Deux choses sont possibles. On affirme : ou 1o que le sujet et le prédicat sont égaux en quantité ; ou 2o qu’ils le sont en qualité. 1o Dire que tous les nègres = quelques hommes, c’est comme si l’on disait que 2 = 12 — 10 ; de plus on ne peut pas toujours quantifier ainsi le prédicat, car alors quand Bradley dit : Tout jugement = quelque non-équation, ce serait comme s’il disait que diviser deux fois le même nombre par 2 ne donne pas toujours la même quantité. — Mais l’auteur ne s’aperçoit pas que cela ne prouve qu’une chose, c’est que sa théorie est antithétique à celle de Hamilton. Il y a là une faute de logique évidente. Quant au fond, il n’est pas moins erroné. Toute proposition universelle affirmative peut certainement se quantifier comme l’a voulu Hamilton, et comme l’a cru la scolastique tout entière.

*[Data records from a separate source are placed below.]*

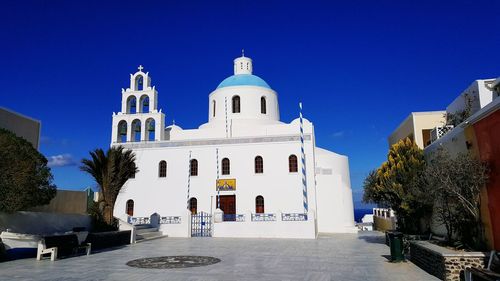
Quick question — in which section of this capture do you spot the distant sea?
[354,209,373,222]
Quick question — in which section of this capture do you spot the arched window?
[116,120,127,142]
[189,159,198,176]
[233,96,241,113]
[255,156,264,174]
[288,154,299,173]
[222,158,231,175]
[158,160,167,178]
[135,75,144,91]
[255,195,264,214]
[129,163,136,179]
[127,96,137,114]
[146,118,156,141]
[139,95,150,113]
[125,199,134,216]
[260,97,266,114]
[189,197,198,215]
[130,119,141,141]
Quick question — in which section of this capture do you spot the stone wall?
[410,241,488,281]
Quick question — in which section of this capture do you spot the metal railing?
[281,213,307,221]
[252,213,276,221]
[224,214,245,222]
[160,216,181,224]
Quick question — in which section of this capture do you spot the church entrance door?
[219,195,236,221]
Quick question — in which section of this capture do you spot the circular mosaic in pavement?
[127,256,220,269]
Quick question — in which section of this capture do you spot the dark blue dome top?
[217,74,271,89]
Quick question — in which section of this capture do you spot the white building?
[111,53,356,238]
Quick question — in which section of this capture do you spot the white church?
[111,55,356,238]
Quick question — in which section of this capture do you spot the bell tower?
[111,65,165,145]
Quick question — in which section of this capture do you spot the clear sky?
[0,0,500,206]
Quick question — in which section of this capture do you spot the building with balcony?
[111,53,356,238]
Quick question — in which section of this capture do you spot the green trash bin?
[387,231,405,262]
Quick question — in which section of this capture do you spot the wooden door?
[219,195,236,220]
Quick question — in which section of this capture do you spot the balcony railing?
[252,213,276,221]
[281,213,307,221]
[160,216,181,224]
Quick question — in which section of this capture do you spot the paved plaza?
[0,232,439,281]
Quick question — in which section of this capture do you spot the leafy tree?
[80,146,139,225]
[421,148,488,249]
[364,138,429,232]
[0,128,56,210]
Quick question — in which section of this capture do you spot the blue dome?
[217,74,271,89]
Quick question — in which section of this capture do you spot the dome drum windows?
[158,160,167,178]
[189,159,198,176]
[288,154,299,173]
[260,97,267,114]
[232,96,241,113]
[255,156,264,174]
[222,158,231,175]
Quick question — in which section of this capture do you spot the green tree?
[421,148,488,249]
[364,138,429,232]
[0,128,56,213]
[80,146,139,225]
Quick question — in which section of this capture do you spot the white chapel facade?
[111,55,356,238]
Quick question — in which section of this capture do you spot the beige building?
[389,111,446,149]
[0,107,42,149]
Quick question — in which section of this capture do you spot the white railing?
[252,213,276,221]
[160,216,181,224]
[431,125,453,142]
[281,213,307,221]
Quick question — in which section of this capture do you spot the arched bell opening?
[139,95,149,113]
[116,120,127,142]
[134,75,144,91]
[146,118,156,141]
[130,119,141,141]
[127,96,137,114]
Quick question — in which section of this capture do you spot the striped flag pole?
[299,102,308,216]
[215,148,220,209]
[186,150,191,210]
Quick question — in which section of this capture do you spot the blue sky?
[0,1,500,206]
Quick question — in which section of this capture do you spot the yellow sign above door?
[215,179,236,191]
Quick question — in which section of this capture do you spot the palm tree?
[80,146,139,224]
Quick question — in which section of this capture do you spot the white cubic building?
[111,53,356,238]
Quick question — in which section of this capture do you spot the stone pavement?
[0,232,439,281]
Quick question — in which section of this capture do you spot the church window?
[233,96,240,113]
[222,158,231,175]
[132,119,141,141]
[127,96,137,114]
[260,97,266,114]
[139,95,150,113]
[189,197,198,215]
[189,159,198,176]
[129,163,136,179]
[158,160,167,178]
[255,195,264,214]
[125,199,134,216]
[288,154,299,173]
[135,75,144,91]
[146,118,156,141]
[255,156,264,174]
[116,120,127,142]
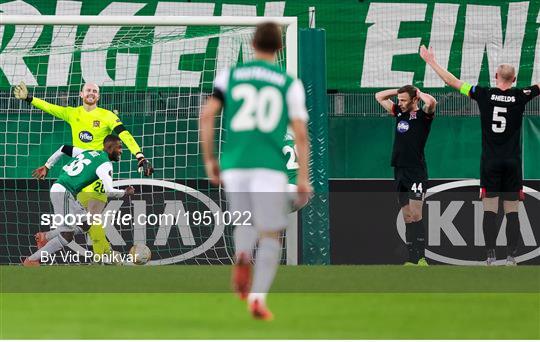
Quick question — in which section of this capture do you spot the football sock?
[28,235,68,260]
[234,226,258,259]
[88,224,111,255]
[411,220,426,259]
[405,223,419,264]
[483,211,498,249]
[248,238,281,302]
[506,212,519,256]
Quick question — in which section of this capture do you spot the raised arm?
[32,145,84,179]
[13,82,69,122]
[96,162,133,198]
[420,45,468,91]
[375,89,397,115]
[416,89,437,114]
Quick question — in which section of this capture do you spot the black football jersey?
[392,105,434,168]
[469,85,540,160]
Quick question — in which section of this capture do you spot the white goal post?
[0,14,298,265]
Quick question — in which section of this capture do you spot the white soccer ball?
[129,244,152,265]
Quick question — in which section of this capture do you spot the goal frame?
[0,14,298,265]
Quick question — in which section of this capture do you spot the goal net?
[0,16,296,264]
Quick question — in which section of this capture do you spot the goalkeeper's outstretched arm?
[420,45,468,91]
[13,82,69,122]
[96,162,135,198]
[32,145,84,179]
[111,116,154,176]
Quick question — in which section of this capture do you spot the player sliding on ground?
[23,135,135,266]
[375,85,437,266]
[200,23,311,320]
[420,45,540,266]
[13,82,154,254]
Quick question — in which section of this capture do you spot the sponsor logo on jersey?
[491,94,516,102]
[397,120,409,133]
[79,131,94,142]
[396,179,540,265]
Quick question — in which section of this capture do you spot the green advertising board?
[0,0,540,179]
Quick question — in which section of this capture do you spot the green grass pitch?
[0,266,540,339]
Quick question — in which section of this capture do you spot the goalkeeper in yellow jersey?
[13,82,154,254]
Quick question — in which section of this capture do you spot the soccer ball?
[129,244,152,265]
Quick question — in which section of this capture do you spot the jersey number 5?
[231,84,283,133]
[62,154,91,177]
[491,107,506,133]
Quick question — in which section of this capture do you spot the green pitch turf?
[0,266,540,339]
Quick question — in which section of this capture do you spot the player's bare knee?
[60,232,73,242]
[79,222,91,232]
[403,214,414,223]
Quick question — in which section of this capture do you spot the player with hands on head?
[200,23,311,320]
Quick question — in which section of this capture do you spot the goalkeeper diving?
[23,135,135,266]
[13,82,154,254]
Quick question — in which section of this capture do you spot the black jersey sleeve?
[519,84,540,103]
[391,103,399,116]
[469,85,486,101]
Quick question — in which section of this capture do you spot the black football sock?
[506,213,519,256]
[483,211,498,250]
[405,223,418,264]
[412,220,426,259]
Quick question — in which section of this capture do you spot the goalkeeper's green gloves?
[13,81,32,102]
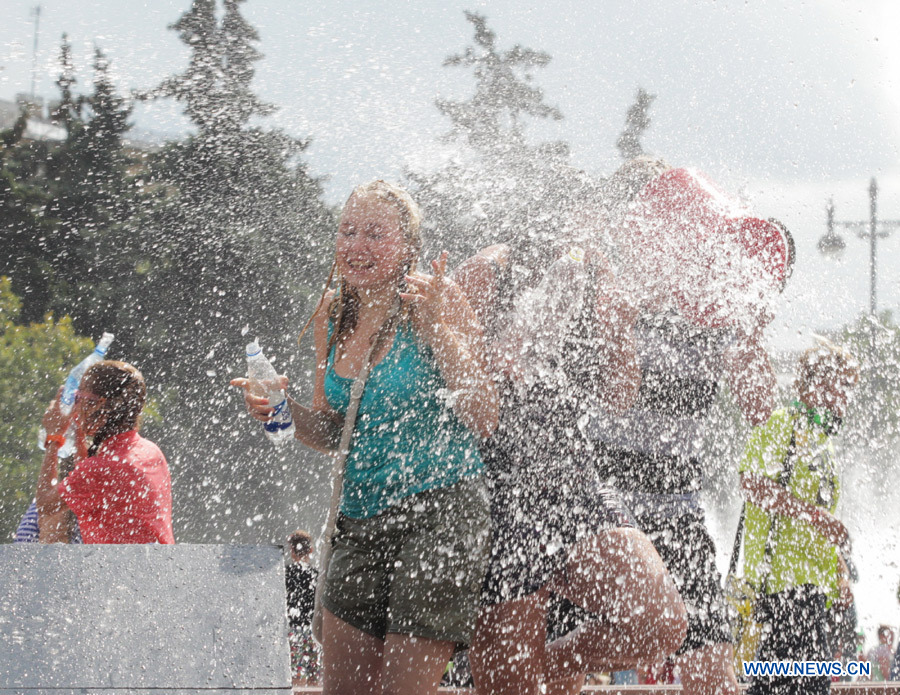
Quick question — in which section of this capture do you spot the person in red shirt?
[37,360,175,544]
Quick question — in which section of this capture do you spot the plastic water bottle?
[247,340,294,444]
[38,333,115,458]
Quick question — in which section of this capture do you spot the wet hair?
[603,155,672,209]
[768,217,797,292]
[288,529,312,557]
[79,360,147,456]
[795,338,859,393]
[297,179,422,351]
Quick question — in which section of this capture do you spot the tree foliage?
[616,87,656,161]
[408,12,577,260]
[0,277,93,540]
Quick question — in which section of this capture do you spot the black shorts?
[633,508,732,654]
[482,451,634,605]
[547,500,732,655]
[747,584,833,695]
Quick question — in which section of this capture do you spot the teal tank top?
[325,321,482,519]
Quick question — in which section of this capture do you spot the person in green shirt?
[739,341,859,695]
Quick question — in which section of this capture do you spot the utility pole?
[31,5,41,104]
[818,177,900,359]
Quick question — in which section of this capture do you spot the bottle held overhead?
[38,333,115,458]
[247,340,294,444]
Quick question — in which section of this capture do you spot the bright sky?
[0,0,900,640]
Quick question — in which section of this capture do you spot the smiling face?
[336,193,410,290]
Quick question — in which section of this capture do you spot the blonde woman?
[232,181,498,695]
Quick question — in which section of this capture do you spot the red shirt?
[59,431,175,543]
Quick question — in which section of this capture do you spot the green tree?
[135,0,333,540]
[0,277,93,541]
[0,36,138,335]
[408,12,579,260]
[616,87,656,160]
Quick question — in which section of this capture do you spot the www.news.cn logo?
[744,661,872,678]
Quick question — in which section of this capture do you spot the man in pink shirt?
[37,361,175,543]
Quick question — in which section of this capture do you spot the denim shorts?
[322,477,490,644]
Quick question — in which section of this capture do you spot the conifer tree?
[132,0,333,540]
[616,87,656,160]
[408,12,574,262]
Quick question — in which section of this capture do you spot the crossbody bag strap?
[320,297,401,556]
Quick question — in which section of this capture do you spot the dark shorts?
[632,500,732,654]
[547,500,732,655]
[747,584,833,695]
[322,477,490,644]
[482,448,634,605]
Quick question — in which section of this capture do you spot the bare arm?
[35,389,71,543]
[409,254,500,437]
[725,331,775,427]
[450,244,509,326]
[594,258,641,413]
[741,473,850,547]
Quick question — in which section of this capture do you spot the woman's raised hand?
[231,376,288,422]
[400,251,447,346]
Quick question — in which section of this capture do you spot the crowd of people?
[15,158,890,695]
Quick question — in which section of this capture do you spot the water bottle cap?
[97,333,115,355]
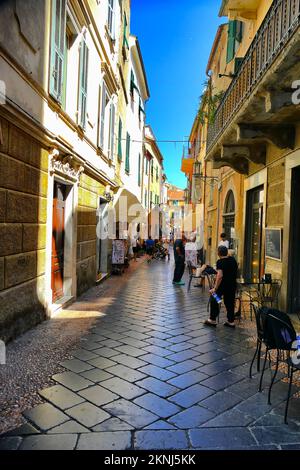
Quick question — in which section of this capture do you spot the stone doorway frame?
[46,149,84,317]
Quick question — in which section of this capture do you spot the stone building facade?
[184,0,300,312]
[0,0,157,341]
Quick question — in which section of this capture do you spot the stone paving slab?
[104,399,158,429]
[134,430,189,450]
[66,402,110,428]
[134,393,180,419]
[170,384,214,408]
[52,372,94,392]
[80,368,113,385]
[137,377,177,398]
[19,434,78,450]
[39,385,84,410]
[79,382,120,406]
[139,364,176,381]
[24,403,69,431]
[189,427,258,450]
[48,420,91,434]
[168,406,215,429]
[168,370,208,390]
[77,431,131,450]
[60,359,95,373]
[0,436,22,450]
[92,418,134,432]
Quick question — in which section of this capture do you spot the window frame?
[77,33,89,130]
[49,0,67,104]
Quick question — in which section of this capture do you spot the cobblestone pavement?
[0,261,300,450]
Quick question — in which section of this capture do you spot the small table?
[235,279,281,320]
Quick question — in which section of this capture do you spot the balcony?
[181,147,195,178]
[206,0,300,174]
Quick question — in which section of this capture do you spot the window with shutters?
[49,0,66,103]
[125,132,130,173]
[138,153,141,186]
[78,33,89,129]
[123,13,129,49]
[107,0,115,39]
[226,20,243,63]
[108,101,116,160]
[98,82,108,150]
[118,118,123,162]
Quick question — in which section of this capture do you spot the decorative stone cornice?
[50,149,84,183]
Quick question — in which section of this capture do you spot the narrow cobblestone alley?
[0,261,300,450]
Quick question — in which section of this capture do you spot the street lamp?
[193,161,219,182]
[184,188,190,202]
[103,185,114,202]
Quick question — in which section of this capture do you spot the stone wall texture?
[0,118,48,341]
[77,175,105,295]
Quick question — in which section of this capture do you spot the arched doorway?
[223,190,235,249]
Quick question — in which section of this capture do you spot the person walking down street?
[204,246,238,328]
[218,233,229,250]
[146,235,155,259]
[173,235,186,286]
[131,235,139,262]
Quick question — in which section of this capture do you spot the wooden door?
[51,183,66,302]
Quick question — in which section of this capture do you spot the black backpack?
[259,307,297,350]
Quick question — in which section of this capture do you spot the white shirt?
[218,240,229,250]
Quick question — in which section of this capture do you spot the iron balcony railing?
[207,0,300,152]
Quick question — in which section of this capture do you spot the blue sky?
[131,0,224,188]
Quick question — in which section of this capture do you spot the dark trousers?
[210,289,236,323]
[173,256,185,282]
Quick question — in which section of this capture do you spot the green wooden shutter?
[99,82,106,149]
[125,132,130,173]
[234,57,244,75]
[123,13,129,49]
[109,103,116,160]
[130,70,135,95]
[226,20,237,64]
[50,0,66,103]
[78,39,89,129]
[138,153,141,186]
[118,118,122,161]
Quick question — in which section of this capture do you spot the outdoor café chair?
[267,309,300,424]
[249,303,272,378]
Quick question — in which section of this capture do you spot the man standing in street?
[173,234,186,286]
[204,246,238,328]
[218,233,229,250]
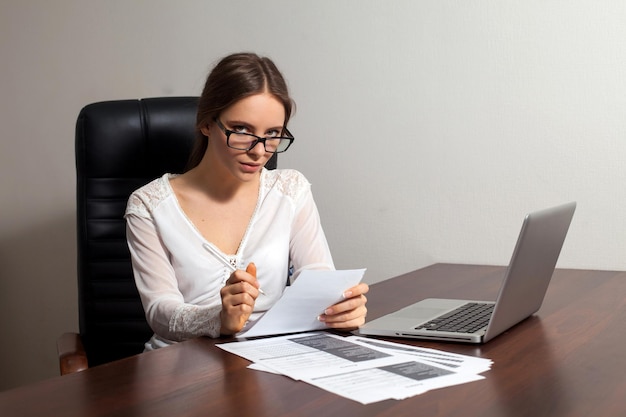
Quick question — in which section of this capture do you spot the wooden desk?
[0,264,626,417]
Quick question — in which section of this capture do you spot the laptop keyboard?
[415,303,494,333]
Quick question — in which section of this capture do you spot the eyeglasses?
[215,118,294,153]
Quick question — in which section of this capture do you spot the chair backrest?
[76,97,276,366]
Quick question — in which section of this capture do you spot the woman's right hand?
[220,262,259,335]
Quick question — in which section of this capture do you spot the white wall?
[0,0,626,389]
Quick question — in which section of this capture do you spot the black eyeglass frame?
[214,117,295,153]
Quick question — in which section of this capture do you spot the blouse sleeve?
[289,183,335,280]
[126,213,221,341]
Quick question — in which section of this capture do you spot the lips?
[241,162,261,172]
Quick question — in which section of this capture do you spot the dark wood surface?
[0,264,626,417]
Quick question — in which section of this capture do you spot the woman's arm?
[126,214,222,341]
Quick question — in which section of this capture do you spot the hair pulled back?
[187,53,294,170]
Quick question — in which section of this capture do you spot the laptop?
[358,202,576,343]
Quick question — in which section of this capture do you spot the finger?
[246,262,256,278]
[343,282,370,298]
[226,265,257,288]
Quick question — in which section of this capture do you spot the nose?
[248,141,265,158]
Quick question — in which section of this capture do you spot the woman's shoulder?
[126,174,173,217]
[264,169,311,199]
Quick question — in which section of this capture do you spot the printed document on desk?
[217,332,484,404]
[236,269,365,338]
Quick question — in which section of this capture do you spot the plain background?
[0,0,626,390]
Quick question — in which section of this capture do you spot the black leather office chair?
[57,97,276,374]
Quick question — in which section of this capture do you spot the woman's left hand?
[318,282,369,330]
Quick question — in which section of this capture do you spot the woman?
[126,54,368,350]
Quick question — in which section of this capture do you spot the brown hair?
[187,53,294,170]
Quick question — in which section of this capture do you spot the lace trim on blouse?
[126,169,310,217]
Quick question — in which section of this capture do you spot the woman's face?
[202,93,285,181]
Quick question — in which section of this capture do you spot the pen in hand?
[202,243,265,295]
[246,262,265,295]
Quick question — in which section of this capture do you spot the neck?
[187,158,261,201]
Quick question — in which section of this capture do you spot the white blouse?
[125,169,334,350]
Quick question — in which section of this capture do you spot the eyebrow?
[222,120,285,131]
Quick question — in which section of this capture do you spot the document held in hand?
[236,269,365,338]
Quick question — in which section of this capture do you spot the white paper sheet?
[236,269,365,338]
[217,332,484,404]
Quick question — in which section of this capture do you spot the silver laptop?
[359,202,576,343]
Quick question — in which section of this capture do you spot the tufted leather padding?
[76,97,276,366]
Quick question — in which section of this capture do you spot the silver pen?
[202,243,265,295]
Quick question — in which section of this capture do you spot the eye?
[265,129,280,138]
[231,125,250,133]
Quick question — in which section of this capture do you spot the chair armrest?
[57,333,89,375]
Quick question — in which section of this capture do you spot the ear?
[200,124,211,138]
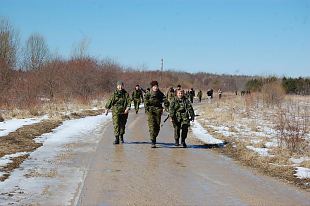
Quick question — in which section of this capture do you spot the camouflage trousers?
[147,109,163,142]
[133,99,141,111]
[173,122,189,142]
[112,112,128,136]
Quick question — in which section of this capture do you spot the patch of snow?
[191,121,224,144]
[0,115,48,137]
[265,139,278,148]
[246,146,273,157]
[294,167,310,179]
[0,113,112,205]
[0,152,29,169]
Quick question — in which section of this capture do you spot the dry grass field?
[196,93,310,189]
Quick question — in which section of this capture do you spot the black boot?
[174,139,180,147]
[113,135,119,144]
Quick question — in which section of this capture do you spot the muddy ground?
[72,112,310,205]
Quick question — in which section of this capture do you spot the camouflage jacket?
[105,89,131,113]
[197,91,202,97]
[144,90,169,111]
[167,91,175,102]
[169,97,195,125]
[131,89,143,101]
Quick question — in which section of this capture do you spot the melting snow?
[191,121,224,144]
[0,114,111,205]
[294,167,310,179]
[0,115,48,137]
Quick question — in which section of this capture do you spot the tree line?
[0,18,309,107]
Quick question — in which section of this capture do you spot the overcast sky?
[0,0,310,77]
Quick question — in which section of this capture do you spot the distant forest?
[0,18,310,107]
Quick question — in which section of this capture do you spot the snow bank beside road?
[0,115,48,137]
[0,114,111,205]
[191,120,224,144]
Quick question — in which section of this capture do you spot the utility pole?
[160,58,164,83]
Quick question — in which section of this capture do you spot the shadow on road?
[125,141,227,149]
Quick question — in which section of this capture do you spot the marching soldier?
[144,81,169,148]
[166,87,175,102]
[131,84,143,114]
[218,89,222,99]
[105,81,131,144]
[169,90,195,148]
[197,90,202,102]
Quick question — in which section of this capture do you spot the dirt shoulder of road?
[193,97,310,191]
[0,109,104,181]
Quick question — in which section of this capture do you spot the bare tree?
[24,34,49,70]
[0,17,19,68]
[72,37,90,59]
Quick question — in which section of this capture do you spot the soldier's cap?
[116,80,124,85]
[151,81,158,87]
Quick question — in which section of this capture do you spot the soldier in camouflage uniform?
[105,81,131,144]
[131,84,143,114]
[169,89,195,148]
[166,87,175,102]
[188,88,195,103]
[144,81,169,148]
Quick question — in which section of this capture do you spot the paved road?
[76,108,310,206]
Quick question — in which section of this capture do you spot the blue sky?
[0,0,310,77]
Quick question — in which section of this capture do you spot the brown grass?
[197,94,310,190]
[0,110,104,181]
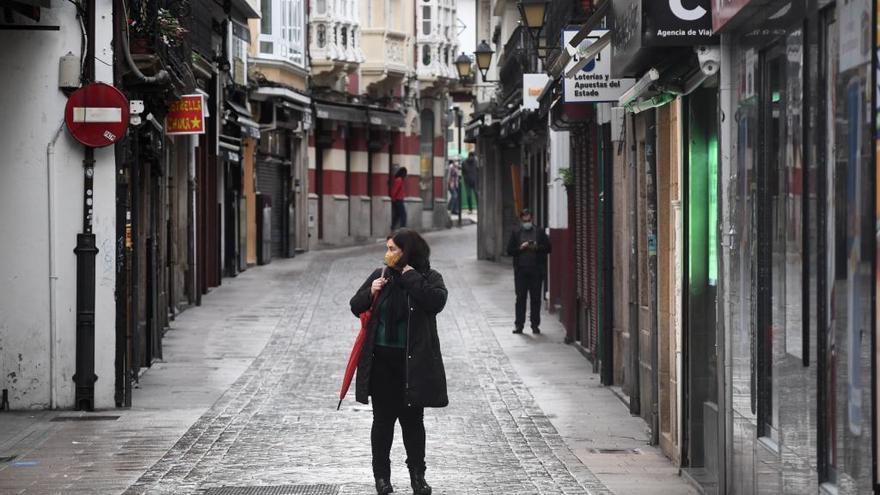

2o Si c’est en qualité que le sujet et le prédicat sont déclarés égaux, ils deviennent alors identiques et ne différent plus que par leur nom. On dit alors absolument que tous les nègres = quelques hommes, mais quelques hommes non-nègres, de sorte que quelques hommes se trouve à la fois égaler et n’égaler pas non-nègres, ce qui est absurde. — Cette critique, à notre sens, dérisoire, prouve qu’en aucun cas la copule est ne peut être remplacée, comme le voudrait la nouvelle logique, par le signe = expression d’une égalité absolue. Il faut admettre, comme l’a très profondément montré M. Lachelier (loc. cit.), qu’il y a dans notre esprit toute une série de jugements qui portent sur la qualité des choses qui expriment en dernière analyse des sensations et sont irréductibles à la pure identité. — L’auteur, poursuivant sa critique, montre très bien que les partisans de la quantification du prédicat doivent aboutir à enfermer leur parole et leur pensée dans l’affirmation d’une identité fondamentale de la forme AB = AB. C’est aussi entièrement notre avis. Le monisme le plus vide est au fond de cette théorie d’apparences si modestes. Mais restant sur le terrain logique, on ne peut s’empêcher de dire avec Bradley que l’identité AB = AB est certainement vraie, mais qu’elle ne constitue pas un jugement, car il n’y a pas jugement sans une différence entre le sujet et le prédicat.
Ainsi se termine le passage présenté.